While gcc-ia16 offers great code generation and optimization, it is a little hackier than dedicated 8086 C compiler solutions.

  • In the "small" and "medium" memory models, data is passed around using near pointers, which are limited to RAM. This means that read-only data will end up being copied to RAM, using up limited heap memory, unless they are declared as far. For example:
const int8_t neighbor_delta_x[4] = {0, 0, -1, 1}; // stored in RAM
const int8_t __far neighbor_delta_y[4] = {-1, 1, 0, 0}; // stored in ROM

// this affects functions as well
void write_text(uint8_t x, uint8_t y, const char *text); // only accepts RAM pointers
void write_text(uint8_t x, uint8_t y, const char __far *text); // accepts RAM and ROM pointers
  • Jump and switch tables in higher optimization modes are also stored in the near data segment. There is no known workaround for this, so jump/switch table generation must be disabled using the -fno-jump-tables argument to save RAM.
  • In some cases, when calling pointers from arrays of far function pointers in optimization modes >= -O1, the code will be miscompiled. This is a known issue, with no ETA for a fix. One can work around this by annotating the affected function to be compiled without optimizations:
__attribute__((optimize("-O0"))) // https://github.com/tkchia/gcc-ia16/issues/120
static void call_from_my_function_table(uint8_t index) {
    my_function_table[index]();
}
  • Counter-intuitively, using -fno-function-sections in the "medium" memory model can generate smaller and faster code:
    • In -ffunction-sections mode, each function is put in its own segment (16-byte alignment), necessiating the use of far calls (10 CPU cycles). In -fno-function-sections mode, each compilation unit is put in its own segment, allowing for more tightly packed code. While all functions are still using "far" calls, an optimization can be made reducing the cost of calls within the same compilation unit to 7 CPU cycles.
  • ELF debug symbols are currently not supported, but will be eventually - see gcc-ia16/#127.

Assembler

  • Using the segment of a global symbol in code is currently only possible with a hack - see binutils-ia16/#6 for a bug report.

Target: WonderWitch

The WonderWitch is an official homebrew development environment provided by Qute Corporation. Because of the awkward licensing terms and dated restrictions of the original software, a decision has been made to try and implement the target from scratch, using gcc-ia16's modern compiler like in the WonderSwan target. Unfortunately, this poses some challenges:

  • While most of the WonderWitch's programming interface is abstracted away via FreyaBIOS (WonderSwan-side system software) interrupt calls, some (such as WonderSwan Color routines, dynamic libraries, and file access) are not.
  • Under the WonderWitch environment, the data segment points to SRAM (segment 0x1000), while the stack segment points to console RAM (segment 0x0000). DS != SS is a somewhat uncommon thorn in 8086 C development and, as such, has limited support. Importantly, unlike many compilers that came before it, gcc-ia16 is capable of emitting errors when a near stack-originating pointer is mistakenly used as a near data-originating pointer, and vice versa.

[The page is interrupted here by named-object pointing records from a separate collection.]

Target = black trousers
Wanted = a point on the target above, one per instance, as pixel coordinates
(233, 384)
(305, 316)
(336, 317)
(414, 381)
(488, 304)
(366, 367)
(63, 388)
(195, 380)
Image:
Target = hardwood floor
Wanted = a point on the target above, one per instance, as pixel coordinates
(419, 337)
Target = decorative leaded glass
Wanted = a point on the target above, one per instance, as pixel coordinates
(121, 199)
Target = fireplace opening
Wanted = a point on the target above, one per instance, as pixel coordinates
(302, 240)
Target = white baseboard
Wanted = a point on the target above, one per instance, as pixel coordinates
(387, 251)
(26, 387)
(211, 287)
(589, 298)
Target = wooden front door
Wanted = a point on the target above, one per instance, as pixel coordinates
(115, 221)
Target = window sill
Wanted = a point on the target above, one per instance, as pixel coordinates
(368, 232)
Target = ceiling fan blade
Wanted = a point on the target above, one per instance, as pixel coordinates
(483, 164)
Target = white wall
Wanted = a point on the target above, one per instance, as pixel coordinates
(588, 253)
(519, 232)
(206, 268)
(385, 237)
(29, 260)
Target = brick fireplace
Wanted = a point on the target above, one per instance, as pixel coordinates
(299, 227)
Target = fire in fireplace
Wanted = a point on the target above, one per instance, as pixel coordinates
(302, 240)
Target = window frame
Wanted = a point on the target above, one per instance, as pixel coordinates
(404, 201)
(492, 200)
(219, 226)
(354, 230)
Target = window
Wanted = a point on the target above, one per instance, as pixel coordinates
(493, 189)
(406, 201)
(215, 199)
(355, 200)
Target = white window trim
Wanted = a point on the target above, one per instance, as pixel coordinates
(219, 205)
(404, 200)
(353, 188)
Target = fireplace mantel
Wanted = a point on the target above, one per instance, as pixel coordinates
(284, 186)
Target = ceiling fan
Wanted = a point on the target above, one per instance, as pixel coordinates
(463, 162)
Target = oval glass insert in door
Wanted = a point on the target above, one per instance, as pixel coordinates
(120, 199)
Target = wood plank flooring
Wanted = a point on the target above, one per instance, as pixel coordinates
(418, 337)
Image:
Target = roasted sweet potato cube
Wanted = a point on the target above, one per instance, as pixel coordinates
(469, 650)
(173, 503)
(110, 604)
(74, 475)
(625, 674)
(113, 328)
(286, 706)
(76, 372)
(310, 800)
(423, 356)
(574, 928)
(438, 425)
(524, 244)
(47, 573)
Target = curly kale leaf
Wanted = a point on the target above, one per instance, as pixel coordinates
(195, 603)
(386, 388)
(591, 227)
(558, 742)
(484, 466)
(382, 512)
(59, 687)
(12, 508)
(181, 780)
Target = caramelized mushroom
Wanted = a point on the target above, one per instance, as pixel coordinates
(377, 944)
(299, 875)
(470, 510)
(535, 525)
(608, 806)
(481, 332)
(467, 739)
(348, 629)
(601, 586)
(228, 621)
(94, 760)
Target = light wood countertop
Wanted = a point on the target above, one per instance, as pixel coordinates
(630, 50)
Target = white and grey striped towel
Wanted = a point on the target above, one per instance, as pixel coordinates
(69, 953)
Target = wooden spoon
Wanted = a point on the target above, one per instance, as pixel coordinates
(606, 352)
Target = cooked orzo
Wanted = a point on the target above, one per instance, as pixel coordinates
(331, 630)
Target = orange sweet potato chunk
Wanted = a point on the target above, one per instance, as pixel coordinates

An important advantage of libww (Wonderful's reimplementation of the WonderWitch libraries) is that it is capable of inlining ASM calls to such FreyaBIOS interrupts, saving the cost of call and ret instructions on them as a result, as well as allowing the compiler to allocate and reorder register usage accordingly.

The current status of the WonderWitch target is experimental. It is capable of compiling some non-trivial programs (such as WWTerm), but not all components of the original libraries are appropriately supported, and miscompilations/compiler ICEs may occasionally happen. As a native WonderSwan target is available and acquiring legitimate WonderWitch cartridges is getting much more expensive than aftermarket flashcarts, there is less interest in polishing the WonderWitch target - however, contributions are welcome!